– Да нет, это я вчера вечером…
– А когда лодка уже отплыла, я выбежала помахать рукой, но вас уже не было видно. – Он наматывает прядь ее волос себе на палец. – Просто… – продолжает она, – Долли Маккивер была моей лучшей школьной подругой, и когда она собралась переезжать сюда из Колорадо, я так мечтала об этом, о том… что мне будет с кем поболтать.

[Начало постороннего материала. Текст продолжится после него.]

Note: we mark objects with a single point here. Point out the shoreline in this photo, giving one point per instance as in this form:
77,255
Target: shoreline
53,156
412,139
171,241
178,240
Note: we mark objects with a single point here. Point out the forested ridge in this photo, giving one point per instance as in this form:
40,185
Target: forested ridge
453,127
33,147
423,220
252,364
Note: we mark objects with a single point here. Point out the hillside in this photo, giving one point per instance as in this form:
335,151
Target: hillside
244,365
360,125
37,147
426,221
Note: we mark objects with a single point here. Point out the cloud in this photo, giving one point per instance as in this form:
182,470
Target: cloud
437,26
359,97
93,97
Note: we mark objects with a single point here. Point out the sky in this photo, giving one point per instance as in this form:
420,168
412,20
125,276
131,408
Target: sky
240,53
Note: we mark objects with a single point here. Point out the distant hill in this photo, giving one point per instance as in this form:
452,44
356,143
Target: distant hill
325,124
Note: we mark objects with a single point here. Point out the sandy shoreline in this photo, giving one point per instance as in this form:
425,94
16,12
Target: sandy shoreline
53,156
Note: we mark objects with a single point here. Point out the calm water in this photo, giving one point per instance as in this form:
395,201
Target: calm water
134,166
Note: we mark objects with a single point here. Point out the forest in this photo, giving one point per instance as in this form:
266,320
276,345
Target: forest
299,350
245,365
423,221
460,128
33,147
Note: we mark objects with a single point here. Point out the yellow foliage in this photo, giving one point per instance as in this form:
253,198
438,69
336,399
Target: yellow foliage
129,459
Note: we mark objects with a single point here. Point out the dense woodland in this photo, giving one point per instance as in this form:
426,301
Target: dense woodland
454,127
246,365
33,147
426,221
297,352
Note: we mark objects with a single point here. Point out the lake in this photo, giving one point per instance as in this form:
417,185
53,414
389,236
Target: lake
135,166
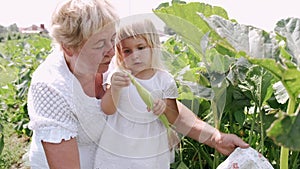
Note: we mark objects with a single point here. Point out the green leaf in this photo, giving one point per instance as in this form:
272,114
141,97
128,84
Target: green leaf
182,166
289,28
290,78
286,132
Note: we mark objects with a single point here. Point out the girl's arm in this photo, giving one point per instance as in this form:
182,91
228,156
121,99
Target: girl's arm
109,102
171,110
189,124
62,155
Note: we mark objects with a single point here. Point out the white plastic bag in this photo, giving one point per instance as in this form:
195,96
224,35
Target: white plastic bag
245,159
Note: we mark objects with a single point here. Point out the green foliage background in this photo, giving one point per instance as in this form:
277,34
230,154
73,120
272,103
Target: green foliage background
218,77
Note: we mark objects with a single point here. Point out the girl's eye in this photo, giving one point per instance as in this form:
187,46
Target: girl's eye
126,51
100,44
141,47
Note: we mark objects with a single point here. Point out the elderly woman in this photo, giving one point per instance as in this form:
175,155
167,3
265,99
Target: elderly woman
66,90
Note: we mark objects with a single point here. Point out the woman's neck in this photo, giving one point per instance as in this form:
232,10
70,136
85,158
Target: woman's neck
91,83
145,74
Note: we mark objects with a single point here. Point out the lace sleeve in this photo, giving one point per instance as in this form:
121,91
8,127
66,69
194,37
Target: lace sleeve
51,116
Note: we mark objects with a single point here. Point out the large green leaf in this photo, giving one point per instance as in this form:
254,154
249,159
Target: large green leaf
185,21
258,83
286,132
290,29
254,41
290,77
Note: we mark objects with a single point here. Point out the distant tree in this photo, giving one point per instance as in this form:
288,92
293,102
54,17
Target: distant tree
13,28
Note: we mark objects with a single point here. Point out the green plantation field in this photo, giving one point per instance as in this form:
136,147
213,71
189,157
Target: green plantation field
238,78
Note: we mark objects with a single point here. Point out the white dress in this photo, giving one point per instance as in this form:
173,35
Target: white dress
59,109
134,138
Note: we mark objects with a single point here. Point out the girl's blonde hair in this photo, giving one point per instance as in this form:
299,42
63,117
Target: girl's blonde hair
141,29
75,21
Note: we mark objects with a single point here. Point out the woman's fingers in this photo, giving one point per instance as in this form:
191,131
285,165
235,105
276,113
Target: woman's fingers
159,107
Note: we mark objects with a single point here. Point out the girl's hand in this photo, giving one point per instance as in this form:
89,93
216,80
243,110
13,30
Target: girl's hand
159,107
119,80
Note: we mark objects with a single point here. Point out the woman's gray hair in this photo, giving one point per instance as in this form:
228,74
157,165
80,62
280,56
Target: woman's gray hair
74,21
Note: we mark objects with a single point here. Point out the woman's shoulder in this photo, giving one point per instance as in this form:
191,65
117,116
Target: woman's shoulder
160,73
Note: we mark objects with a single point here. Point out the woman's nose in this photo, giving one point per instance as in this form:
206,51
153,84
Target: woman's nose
111,49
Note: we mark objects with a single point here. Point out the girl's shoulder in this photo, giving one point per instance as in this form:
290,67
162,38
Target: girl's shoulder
163,73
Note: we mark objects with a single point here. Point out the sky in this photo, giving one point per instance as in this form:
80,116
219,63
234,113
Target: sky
259,13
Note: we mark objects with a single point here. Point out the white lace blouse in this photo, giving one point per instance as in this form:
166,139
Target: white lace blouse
59,109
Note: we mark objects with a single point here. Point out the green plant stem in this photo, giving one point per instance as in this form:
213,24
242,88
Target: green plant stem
252,124
284,154
295,160
262,140
206,157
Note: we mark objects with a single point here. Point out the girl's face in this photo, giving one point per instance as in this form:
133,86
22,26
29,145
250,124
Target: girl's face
136,54
97,52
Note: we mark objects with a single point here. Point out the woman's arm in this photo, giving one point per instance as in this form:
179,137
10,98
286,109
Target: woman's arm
190,125
64,155
110,99
108,103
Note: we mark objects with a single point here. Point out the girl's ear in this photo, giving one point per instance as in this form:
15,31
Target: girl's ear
67,50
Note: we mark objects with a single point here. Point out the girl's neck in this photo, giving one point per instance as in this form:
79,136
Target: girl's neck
145,74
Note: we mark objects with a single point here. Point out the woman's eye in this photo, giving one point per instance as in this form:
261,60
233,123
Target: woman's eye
126,51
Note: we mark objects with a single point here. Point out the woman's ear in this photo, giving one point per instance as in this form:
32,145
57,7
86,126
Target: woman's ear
67,50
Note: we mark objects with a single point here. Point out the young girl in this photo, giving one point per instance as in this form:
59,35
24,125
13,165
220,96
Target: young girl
134,137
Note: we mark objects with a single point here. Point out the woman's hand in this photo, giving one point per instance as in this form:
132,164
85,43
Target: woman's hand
225,143
159,107
119,80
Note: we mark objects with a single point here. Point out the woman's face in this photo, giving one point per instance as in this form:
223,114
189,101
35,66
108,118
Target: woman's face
136,54
97,51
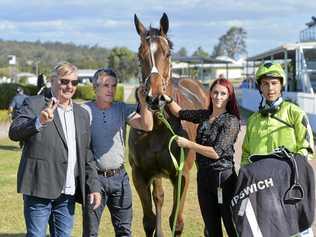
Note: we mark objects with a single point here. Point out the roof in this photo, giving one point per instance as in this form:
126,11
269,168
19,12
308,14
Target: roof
198,60
278,53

– Я знаю, милая, прости. Нужно было сразу рассказать тебе об этом договоре с «Ваконда Пасифик». Даже не понимаю, почему я этого не сделал. – Он берет ее за руку. – Пойдем в дом, устроим какой-нибудь ужин… – Но по дороге к дому добавляет: – Ты же можешь болтать с Джэн. Почему у тебя не ладится с крошкой Джэнни?
Вив грустно улыбается:
– Старушка Джэнни действительно очень милая, Хэнк, но ты сам когда-нибудь пытался поговорить с ней? Ну, о какой-нибудь ерунде – о фильме, который ты видел, или книжке, которую прочитал.
Хэнк останавливается:
– Постой. Знаешь?..
(Эта мысль приходит мне в голову, потому что я вижу, какая Вив грустная. «Господи, – говорю я себе, – да вот же ответ на обе загвоздки! Господи!»)
– Послушай, я кое-что придумал: мне кажется, я знаю кое-кого, с кем ты сможешь болтать до посинения, с ним ты наверняка найдешь общий язык…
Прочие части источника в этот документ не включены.